Weihrauch. Ein Gefolge von Ministranten, Diakonen und Priestern zieht durch das Kirchenschiff ins Presbyterium ein. Die Gemeinde steht und beobachtet andächtig dieses pompöse Schauspiel.

Was passiert währenddessen auf der Orgelempore? Der Organist (ja, meist männlich), begleitet den Einzug mit den dröhnenden Klängen der Orgel, der Kapellmeister (ja, ebenfalls ein Mann) wartet schon darauf, bis sich die Sängerinnen und Sänger des Chores (da sind sie, die Frauen) in Position bringen – es herrscht Aufregung, denn heute ist ein besonderer Tag. Für die Kirchenmusiker wird sich gleich herausstellen, ob sich die Mühen der letzten Wochen gelohnt haben. Das letzte Großereignis ist nicht lange her und war ein voller Erfolg, die Latte liegt hoch. Dennoch hieß es hierfür wieder, die Sänger_innen erneut zu motivieren – das sollte doch kein Problem sein! Doch. Intensivste Überzeugungsarbeit ist gefragt und dennoch werden diverse Geburtstagsfeiern oder lang geplante Theaterbesuche einer kontinuierlichen Probenarbeit im Weg stehen. Die Probenzeit war wie gewohnt zu kurz, drei Bässe und zwei Tenöre sind krank. Aber: The show must go on!

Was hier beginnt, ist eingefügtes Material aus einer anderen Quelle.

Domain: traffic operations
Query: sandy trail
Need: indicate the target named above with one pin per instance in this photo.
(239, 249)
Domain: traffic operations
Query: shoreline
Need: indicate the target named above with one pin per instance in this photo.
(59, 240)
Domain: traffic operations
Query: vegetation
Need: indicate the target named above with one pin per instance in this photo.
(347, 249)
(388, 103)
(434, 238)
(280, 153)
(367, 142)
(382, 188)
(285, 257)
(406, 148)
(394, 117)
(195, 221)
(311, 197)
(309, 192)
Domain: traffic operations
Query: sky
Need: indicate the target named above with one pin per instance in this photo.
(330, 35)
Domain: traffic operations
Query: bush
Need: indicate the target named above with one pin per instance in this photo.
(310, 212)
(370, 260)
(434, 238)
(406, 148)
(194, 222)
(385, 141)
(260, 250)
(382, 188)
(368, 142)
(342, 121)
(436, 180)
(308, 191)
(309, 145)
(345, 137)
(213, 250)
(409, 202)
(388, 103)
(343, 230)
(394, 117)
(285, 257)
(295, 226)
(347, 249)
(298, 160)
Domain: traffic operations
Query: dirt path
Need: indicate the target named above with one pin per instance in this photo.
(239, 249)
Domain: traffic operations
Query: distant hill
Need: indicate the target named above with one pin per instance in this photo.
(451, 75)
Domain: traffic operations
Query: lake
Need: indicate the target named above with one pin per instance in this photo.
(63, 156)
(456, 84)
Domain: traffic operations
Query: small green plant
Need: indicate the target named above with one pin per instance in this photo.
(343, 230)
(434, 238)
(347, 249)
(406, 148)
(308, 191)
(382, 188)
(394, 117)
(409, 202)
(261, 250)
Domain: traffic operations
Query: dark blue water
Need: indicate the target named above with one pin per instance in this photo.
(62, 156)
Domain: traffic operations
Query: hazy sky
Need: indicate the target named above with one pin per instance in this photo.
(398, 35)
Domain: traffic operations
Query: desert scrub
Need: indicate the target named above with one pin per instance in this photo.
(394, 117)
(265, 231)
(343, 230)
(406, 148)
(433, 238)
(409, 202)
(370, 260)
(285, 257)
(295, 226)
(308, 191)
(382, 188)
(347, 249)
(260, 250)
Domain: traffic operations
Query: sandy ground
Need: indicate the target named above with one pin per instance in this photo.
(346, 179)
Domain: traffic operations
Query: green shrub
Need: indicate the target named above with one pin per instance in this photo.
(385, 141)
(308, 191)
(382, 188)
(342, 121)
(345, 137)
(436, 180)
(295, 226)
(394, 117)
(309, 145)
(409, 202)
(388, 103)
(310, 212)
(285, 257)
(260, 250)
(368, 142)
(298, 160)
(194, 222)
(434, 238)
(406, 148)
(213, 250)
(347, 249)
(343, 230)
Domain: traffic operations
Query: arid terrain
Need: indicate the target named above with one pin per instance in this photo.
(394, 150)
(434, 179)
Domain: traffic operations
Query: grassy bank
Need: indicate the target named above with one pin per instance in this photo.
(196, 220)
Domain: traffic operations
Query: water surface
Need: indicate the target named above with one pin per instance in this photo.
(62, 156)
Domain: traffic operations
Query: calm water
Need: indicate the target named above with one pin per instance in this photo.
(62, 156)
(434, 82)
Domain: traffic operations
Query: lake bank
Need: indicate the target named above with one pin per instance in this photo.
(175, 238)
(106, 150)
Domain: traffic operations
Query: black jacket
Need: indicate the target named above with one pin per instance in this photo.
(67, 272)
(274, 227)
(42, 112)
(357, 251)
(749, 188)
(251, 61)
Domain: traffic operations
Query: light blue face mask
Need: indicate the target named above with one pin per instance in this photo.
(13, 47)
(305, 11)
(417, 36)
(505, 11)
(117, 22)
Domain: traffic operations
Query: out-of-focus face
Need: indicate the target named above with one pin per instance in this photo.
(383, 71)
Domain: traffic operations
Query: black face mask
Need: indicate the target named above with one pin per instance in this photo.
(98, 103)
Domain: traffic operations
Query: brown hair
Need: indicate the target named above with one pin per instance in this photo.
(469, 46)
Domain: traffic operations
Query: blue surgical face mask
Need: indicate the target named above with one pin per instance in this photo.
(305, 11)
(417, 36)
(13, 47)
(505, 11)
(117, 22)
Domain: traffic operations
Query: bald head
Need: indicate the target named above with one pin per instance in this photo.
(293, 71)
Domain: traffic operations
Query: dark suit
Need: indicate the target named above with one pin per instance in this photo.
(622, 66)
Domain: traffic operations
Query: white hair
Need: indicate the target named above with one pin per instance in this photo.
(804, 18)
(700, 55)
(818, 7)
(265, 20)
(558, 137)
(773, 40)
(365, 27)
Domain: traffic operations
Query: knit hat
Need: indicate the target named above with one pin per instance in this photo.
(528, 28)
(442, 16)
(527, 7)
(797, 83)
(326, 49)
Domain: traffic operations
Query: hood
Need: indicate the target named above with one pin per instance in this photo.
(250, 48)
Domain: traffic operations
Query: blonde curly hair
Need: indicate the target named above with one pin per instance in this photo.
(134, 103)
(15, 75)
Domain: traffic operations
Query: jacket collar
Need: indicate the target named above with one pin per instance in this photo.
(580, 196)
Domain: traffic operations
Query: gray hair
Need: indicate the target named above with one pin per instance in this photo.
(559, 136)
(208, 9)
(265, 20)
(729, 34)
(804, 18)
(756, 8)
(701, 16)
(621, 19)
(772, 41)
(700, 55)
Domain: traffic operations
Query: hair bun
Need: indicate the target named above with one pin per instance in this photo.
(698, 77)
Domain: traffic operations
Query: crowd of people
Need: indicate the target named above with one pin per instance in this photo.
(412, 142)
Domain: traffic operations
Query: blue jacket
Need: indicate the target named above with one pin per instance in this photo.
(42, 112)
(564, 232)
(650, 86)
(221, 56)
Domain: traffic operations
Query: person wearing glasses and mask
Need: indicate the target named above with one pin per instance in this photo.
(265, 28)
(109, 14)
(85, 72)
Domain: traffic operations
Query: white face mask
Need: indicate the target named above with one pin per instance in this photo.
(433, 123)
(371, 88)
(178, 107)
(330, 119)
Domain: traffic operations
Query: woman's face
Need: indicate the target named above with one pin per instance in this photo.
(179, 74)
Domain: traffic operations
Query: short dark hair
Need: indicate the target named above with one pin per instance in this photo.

Die Kirchenbesucher_innen stehen noch immer unten und warten auf den Einsatz des Chores. Heute läuft wieder alles glatt, das Desaster von vor einem halben Jahr hat sich nicht wiederholt. Die Kirchenmusiker sind zufrieden, dass alles relativ reibungslos über die Bühne gegangen ist. Doch spätestens morgen wird sich das gleiche Spiel wiederholen. Es wird wieder knapp werden und es wird wieder viel Überzeugungsarbeit brauchen, um die ehrenamtlichen Chormitglieder bei Laune zu halten. Und wofür diese ganze Arbeit? Für ein reichlich gefülltes Konto wohl kaum. Antrieb ist vornehmlich die Musik, der große Schatz der Musica Sacra, der von den Anfängen westlicher Musik mit der Gregorianik bis zum Hier und Heute reicht – immerhin ist die Kirchenmusik einer der Orte, wo am meisten neue Musik entsteht und aufgeführt wird. Antrieb sind aber auch die Menschen, die sich ebenfalls von dieser Musik begeistern lassen, sei es in aktiver oder passiver Form.